PCR amplification was carried out in a 50-μl reaction volume containing 10 mM Tris-Cl (pH 8.3), 1.5 mM MgCl₂, 50 mM KCl, 0.01% gelatin, 20 μM deoxynucleoside triphosphates, 5 μM each oligonucleotide primer, 50 ng of genomic DNA, and 5 U of Taq polymerase (Boehringer Mannheim Biochemicals). After an initial incubation time of 94°C for 5 min, the samples were cycled 30 times as follows: 94°C for 1 min, 55°C for 1 min, and 70°C for 1 min. A 10-min extension at 72°C completed the reaction. Aliquots of the reactions were fractionated on 0.7% TAE (Tris-acetate-EDTA) agarose, and fragments were cloned using a TA cloning kit (Invitrogen, Carlsbad, Calif.) to create p3408 (derived from strain 1006), pIMH3C (derived from strain CAI-4), and pIMH3W (derived from strain WO-1). Plasmids were then sequenced by ATG Technologies (Minneapolis, Minn.). Plasmid p3408 was digested with XhoI and fractionated on 0.7% TAE-agarose. The 2.7-kb fragment containing the IMH3 gene was excised and cloned into XhoI-linearized pABSKII to yield p3417.
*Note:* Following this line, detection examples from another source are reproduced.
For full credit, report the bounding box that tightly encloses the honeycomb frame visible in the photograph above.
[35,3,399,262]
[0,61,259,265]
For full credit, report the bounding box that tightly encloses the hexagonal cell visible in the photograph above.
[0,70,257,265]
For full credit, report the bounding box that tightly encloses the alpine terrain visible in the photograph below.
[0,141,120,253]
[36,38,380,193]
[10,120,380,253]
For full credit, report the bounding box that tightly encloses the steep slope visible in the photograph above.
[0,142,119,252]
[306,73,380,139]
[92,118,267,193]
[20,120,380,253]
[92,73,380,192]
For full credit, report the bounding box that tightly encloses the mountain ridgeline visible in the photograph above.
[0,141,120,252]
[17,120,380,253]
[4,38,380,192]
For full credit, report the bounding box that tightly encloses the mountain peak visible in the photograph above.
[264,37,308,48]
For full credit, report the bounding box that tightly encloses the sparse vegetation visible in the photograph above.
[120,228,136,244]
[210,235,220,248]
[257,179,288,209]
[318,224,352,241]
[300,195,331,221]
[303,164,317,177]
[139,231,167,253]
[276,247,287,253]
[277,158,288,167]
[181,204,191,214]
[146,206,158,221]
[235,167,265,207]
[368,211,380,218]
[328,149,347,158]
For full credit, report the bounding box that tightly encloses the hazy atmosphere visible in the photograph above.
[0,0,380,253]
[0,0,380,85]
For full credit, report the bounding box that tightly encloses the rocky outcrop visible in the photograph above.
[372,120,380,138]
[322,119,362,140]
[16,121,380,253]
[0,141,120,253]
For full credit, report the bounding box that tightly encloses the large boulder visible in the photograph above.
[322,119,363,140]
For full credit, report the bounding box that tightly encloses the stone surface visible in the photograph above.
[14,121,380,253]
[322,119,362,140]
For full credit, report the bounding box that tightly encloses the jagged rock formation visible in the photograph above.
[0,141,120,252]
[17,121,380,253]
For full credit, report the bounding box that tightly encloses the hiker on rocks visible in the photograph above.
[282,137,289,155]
Transformation and selection for Mpa^r.

Two-milliliter cultures of C. albicans strains FC18, WO-1, and CAI-4, and C. tropicalis strains 660 and 678 from the Scherer strain collection (http://alces.med.umn.edu/Candida/strains), were grown overnight in YEPD broth at 30°C with shaking at 200 rpm. Samples (0.2 ml) of cells were pelleted, washed with water, recentrifuged, and resuspended in freshly made OSB (0.8 ml of 50% polyethylene glycol 8000, 0.2 ml 1 M lithium acetate, 25 mg dithiothreitol, 25 μl of carrier DNA [10 mg of sonicated salmon sperm DNA per ml]). Samples containing FC18 and WO-1 were transformed with p3408 DNA (2.5 μg) or pIMH3W (2.5 μg); CAI-4 was transformed with 2.5 μg of p3417 in duplicate (Table 2). Cells (including no-DNA controls) were incubated at 43.5°C for 45 min. Strains FC18 and WO-1 and one-half of the CAI-4 transformation were plated onto MM with 5 μg of MPA; the second-half of the CAI-4 transformation was plated onto MM. Plates were incubated at 30°C. Colonies appeared within 3 days. (Due to the labile nature of MPA, plates were made 24 h prior to the transformation experiment to ensure accurate levels of the drug.)

TABLE 2.

Plasmids used in this study

Plasmid	Marker	Description	Reference
p1129	None	ARG4 cloned from p1076 in pUC18	10
p3408	IMH3R	IMH3 cloned from strain 1006	This study
pABSKII	URA3	pBSKII vector with ARS2, URA3, and blue/white selection	Unpublished
p3417	URA3/IMH3r	IMH3r cloned into polylinker of pABSKII	This study
p3394	IMH3R	IMH3r inserted into MscI-SpeI site of p1129	This study

Genomic DNA isolation and analysis.

For DNA isolation, 1 ml of log-phase cells grown in YEPD was centrifuged. The supernatant was removed and replaced with 0.5 ml of TENTS buffer (10 mM Tris-Cl [pH 7.5], 1 mM EDTA, 100 mM NaCl, 2% Triton X-100, 1% [wt/vol] sodium dodecyl sulfate), 0.2 g of acid-washed glass beads, and 0.5 ml of phenol-chloroform (1:1, vol/vol). The mixture was vortexed for 4 min and then centrifuged for 5 min. The supernatant was transferred to a new tube and precipitated with 0.1 volume of ammonium acetate and 2 volumes of 95% ethanol. The solution was centrifuged for 5 min, the supernatant was removed, and the pellet was washed with 70% ethanol and allowed to dry. The pellet was resuspended in 50 μl of Tris-EDTA.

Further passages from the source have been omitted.